Backanswering Sydney Smith


 


This poet knows not what a sallat is,
His a concoct of many musty bits
Of rubbish lurking in the kitchen store
That must be eaten ere they’ve rotted more.
‘Tis not a condiment, whate’re he states;
More like the slops our fussy daughter hates.
Mustard and onion are a trifle strong
To add to ingredients vastly overlong
Where squashed pots, yolks with oil and sour mixed
Are not improved by stinking fish when fixed
In dishes, tabled plain or fine. I’d hope,
Dear poet, you can’t be such a derelict dope
As never passes through the kitchen door
To see how real cooks deal with meals galore
Or can you be? ‘Tis no surprise to me
To find a man as ignorant as thee.
Nauseously full, an epicure would say,
“Fate has harmed me – I’ll die ere close of day.”
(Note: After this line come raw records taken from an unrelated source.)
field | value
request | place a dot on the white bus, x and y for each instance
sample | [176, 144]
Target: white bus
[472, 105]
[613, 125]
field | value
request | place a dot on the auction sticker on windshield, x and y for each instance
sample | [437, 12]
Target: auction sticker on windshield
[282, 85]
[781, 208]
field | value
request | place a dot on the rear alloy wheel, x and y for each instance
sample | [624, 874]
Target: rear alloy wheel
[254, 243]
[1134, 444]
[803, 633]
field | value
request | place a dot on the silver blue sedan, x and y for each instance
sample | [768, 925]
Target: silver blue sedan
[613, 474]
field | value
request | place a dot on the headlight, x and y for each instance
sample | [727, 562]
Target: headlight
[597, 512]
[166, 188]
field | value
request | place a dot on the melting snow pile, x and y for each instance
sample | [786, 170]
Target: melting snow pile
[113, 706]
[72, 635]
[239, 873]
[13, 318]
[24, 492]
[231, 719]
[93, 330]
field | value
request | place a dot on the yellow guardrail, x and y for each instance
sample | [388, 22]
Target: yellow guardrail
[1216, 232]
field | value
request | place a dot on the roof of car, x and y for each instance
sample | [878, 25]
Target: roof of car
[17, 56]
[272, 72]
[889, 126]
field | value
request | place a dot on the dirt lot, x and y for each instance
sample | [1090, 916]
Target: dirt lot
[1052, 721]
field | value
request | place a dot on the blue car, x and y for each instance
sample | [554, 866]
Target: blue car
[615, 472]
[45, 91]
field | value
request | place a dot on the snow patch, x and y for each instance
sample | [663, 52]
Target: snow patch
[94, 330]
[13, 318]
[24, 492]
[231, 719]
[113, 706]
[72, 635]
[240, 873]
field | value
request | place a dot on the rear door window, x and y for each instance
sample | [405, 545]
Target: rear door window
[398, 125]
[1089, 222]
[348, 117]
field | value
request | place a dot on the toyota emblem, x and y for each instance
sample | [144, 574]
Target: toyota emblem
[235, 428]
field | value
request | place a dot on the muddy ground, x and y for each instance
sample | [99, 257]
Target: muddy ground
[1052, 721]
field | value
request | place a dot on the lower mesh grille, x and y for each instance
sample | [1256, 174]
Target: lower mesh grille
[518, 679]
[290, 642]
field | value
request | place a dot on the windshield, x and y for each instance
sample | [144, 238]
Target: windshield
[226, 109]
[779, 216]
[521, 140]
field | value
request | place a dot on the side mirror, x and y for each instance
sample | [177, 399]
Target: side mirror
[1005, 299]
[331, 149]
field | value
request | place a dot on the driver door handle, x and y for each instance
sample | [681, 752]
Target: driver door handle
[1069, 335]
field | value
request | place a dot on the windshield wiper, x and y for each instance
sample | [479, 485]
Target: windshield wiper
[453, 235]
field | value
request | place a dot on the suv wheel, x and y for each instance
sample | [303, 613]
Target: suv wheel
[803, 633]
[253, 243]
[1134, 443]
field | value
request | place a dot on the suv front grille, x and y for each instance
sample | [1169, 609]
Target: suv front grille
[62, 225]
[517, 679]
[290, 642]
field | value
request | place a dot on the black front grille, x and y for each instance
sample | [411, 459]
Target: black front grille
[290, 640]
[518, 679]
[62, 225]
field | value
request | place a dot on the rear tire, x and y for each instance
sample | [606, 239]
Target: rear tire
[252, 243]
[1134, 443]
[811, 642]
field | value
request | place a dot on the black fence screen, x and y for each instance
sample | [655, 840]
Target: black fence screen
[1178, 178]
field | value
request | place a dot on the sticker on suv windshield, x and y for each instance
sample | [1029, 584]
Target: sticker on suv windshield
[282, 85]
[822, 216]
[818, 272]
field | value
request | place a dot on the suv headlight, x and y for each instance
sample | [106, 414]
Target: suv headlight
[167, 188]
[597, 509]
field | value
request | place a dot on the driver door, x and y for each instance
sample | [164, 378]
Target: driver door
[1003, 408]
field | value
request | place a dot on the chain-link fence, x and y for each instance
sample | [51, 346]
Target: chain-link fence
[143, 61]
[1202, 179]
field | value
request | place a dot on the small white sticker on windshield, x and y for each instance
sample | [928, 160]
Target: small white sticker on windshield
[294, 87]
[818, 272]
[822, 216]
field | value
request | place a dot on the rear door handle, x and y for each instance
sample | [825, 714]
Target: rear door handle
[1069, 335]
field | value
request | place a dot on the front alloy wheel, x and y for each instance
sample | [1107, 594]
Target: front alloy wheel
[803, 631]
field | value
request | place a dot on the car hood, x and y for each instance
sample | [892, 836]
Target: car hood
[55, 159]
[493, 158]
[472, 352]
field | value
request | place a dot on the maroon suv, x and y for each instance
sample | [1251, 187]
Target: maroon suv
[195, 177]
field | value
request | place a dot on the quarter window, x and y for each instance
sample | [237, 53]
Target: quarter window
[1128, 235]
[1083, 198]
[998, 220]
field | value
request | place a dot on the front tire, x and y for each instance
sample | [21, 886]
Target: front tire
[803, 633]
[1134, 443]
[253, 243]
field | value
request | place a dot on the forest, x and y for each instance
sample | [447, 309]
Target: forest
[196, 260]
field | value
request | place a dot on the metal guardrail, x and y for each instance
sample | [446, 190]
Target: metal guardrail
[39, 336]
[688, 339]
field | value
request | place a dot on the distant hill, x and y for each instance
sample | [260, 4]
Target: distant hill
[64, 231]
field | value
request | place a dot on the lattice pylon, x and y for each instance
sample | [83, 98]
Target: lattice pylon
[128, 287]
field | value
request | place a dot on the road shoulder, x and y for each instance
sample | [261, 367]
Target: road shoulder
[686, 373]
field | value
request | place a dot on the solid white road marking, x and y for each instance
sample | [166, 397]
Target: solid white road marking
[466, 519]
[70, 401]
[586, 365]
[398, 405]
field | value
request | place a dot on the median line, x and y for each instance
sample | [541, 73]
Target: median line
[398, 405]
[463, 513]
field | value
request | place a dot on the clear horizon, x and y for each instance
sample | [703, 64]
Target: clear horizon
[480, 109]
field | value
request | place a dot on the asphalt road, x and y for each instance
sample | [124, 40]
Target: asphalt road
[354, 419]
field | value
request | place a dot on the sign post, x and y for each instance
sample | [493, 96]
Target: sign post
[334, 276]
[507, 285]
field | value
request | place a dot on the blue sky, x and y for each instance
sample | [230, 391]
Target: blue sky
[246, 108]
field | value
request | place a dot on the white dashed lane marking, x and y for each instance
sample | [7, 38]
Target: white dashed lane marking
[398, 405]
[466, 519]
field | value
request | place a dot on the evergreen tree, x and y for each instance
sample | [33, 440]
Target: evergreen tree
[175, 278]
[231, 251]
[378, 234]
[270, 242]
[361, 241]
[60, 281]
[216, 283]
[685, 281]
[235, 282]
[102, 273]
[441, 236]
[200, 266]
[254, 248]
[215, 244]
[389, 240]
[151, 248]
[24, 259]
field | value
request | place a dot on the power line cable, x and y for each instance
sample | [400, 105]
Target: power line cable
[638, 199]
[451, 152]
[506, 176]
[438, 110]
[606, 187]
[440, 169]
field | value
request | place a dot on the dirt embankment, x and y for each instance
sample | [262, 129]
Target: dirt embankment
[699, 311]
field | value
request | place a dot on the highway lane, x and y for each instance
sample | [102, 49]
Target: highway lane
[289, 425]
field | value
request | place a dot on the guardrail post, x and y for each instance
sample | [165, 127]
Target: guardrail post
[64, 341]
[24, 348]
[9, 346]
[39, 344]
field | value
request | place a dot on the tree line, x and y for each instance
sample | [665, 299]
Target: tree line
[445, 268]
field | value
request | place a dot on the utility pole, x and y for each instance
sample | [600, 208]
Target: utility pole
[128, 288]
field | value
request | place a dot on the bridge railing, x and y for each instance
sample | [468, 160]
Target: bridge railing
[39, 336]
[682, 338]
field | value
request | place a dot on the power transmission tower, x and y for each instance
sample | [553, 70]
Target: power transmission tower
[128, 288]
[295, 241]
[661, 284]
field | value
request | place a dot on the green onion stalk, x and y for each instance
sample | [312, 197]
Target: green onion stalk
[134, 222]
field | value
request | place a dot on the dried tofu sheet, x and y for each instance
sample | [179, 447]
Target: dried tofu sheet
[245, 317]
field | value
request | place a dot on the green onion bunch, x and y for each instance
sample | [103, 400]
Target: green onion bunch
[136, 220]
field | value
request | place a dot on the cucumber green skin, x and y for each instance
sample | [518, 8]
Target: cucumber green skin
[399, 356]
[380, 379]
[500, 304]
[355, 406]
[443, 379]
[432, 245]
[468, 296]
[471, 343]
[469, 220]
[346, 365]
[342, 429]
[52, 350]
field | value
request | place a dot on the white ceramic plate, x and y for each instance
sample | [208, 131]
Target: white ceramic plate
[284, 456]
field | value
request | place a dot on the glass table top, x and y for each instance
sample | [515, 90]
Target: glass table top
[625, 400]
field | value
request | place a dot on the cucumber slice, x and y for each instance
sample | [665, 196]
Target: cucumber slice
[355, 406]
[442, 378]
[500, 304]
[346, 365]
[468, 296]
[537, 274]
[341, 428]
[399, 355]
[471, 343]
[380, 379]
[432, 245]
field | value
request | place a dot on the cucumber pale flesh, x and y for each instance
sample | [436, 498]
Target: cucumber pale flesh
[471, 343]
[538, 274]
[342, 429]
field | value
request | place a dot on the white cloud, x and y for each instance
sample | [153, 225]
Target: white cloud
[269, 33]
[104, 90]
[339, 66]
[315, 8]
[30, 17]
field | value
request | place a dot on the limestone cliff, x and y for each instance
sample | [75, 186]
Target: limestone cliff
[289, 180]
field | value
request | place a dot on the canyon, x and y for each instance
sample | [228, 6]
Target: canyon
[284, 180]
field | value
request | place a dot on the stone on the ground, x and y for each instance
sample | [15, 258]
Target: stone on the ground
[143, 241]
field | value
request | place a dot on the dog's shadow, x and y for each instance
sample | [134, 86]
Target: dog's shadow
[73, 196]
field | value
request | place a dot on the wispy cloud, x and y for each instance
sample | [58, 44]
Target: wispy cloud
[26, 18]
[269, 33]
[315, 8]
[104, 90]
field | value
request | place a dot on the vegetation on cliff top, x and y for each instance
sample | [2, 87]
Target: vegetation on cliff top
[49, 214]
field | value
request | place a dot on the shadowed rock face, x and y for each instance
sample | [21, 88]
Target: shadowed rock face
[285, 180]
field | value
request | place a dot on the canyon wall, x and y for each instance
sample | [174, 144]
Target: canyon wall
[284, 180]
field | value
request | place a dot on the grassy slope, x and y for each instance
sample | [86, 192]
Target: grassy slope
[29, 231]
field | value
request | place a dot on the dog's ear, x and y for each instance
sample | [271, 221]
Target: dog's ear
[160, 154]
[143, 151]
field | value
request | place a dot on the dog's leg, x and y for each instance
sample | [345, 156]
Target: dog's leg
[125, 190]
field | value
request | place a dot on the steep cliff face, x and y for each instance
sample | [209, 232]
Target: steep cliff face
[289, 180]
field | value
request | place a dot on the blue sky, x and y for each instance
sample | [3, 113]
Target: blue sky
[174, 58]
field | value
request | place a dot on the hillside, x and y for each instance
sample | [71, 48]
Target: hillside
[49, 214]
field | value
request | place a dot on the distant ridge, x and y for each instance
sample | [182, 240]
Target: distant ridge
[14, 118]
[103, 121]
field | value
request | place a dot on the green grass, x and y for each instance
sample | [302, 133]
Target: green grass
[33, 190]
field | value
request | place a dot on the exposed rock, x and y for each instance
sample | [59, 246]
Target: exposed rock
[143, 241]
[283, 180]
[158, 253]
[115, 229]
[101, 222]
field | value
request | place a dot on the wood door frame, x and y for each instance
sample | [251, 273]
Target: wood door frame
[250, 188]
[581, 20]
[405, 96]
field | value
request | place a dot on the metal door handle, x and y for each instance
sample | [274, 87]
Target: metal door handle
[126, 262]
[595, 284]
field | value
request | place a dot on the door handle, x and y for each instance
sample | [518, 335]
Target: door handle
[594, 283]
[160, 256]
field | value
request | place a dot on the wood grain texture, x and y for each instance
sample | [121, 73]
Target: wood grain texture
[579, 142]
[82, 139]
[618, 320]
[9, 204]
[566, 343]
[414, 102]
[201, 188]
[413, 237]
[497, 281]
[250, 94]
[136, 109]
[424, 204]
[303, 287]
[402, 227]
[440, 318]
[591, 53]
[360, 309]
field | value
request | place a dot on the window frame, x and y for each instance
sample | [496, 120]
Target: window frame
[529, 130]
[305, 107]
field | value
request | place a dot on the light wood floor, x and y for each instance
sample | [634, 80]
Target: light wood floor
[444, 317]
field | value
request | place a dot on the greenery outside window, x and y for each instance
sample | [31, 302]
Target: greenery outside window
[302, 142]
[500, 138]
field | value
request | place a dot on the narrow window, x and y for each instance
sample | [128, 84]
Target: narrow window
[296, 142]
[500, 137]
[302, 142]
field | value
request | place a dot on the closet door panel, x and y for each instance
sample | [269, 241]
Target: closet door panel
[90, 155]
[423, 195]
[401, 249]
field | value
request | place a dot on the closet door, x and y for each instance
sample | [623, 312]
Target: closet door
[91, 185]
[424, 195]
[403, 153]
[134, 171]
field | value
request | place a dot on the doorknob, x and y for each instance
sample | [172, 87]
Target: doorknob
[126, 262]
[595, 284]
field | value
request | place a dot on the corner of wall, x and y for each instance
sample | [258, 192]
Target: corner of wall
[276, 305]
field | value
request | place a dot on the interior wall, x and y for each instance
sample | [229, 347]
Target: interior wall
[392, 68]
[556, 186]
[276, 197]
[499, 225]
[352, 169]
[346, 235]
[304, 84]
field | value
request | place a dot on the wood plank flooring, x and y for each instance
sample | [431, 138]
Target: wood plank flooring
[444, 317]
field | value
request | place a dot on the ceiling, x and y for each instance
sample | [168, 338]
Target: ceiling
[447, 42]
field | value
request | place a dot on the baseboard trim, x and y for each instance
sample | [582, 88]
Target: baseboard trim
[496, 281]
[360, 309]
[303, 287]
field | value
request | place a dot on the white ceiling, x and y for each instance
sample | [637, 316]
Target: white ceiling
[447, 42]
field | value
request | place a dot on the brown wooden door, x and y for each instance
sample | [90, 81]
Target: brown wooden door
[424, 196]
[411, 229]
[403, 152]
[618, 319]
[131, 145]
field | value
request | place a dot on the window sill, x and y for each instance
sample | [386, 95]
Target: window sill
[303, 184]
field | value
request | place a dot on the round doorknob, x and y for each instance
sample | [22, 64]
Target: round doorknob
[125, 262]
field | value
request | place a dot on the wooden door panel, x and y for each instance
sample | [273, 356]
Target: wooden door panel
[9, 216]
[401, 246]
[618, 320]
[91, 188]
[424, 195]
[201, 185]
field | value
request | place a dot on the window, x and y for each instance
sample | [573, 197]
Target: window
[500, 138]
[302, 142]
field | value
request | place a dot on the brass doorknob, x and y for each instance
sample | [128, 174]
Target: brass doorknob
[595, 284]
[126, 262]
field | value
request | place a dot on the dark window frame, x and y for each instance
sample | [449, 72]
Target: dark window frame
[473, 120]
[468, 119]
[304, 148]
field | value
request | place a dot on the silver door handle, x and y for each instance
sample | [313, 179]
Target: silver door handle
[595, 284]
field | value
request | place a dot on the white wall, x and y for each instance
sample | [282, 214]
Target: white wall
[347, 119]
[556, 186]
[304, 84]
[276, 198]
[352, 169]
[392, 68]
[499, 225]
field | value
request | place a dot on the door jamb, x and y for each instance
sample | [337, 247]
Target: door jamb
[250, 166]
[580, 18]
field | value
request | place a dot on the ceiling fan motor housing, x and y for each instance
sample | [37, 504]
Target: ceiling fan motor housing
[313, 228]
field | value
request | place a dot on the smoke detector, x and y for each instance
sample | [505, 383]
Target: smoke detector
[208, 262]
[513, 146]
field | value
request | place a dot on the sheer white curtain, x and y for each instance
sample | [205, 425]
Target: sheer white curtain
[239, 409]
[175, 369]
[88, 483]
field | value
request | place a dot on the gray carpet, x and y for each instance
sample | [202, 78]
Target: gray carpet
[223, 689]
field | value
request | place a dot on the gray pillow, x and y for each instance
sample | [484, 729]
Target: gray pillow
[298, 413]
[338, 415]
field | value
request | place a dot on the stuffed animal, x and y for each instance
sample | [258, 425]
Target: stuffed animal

Recipe for a Salad         
 By Sydney Smith

TO make this condiment your poet begs
The pounded yellow of two hard boiled eggs;
Two boiled potatoes, passed through kitchen sieve,
Smoothness and softness to the salad give;
Let onion atoms lurk within the bowl,
And, half suspected, animate the whole;
Of mordant mustard add a single spoon,
Distrust the condiment that bites so soon;
But deem it not, thou man of herbs, a fault
To add a double quantity of salt;
Four times the spoon with oil from Lucca crown,
And twice with vinegar, procured from town;
And lastly, o’er the flavored compound toss
A magic soupçon of anchovy sauce.
O green and glorious! O herbaceous treat!
’T would tempt the dying anchorite to eat;
Back to the world he ’d turn his fleting soul,
And plunge his fingers in the salad-bowl;
Serenely full, the epicure would say,
“Fate cannot harm me,—I have dined to-day.”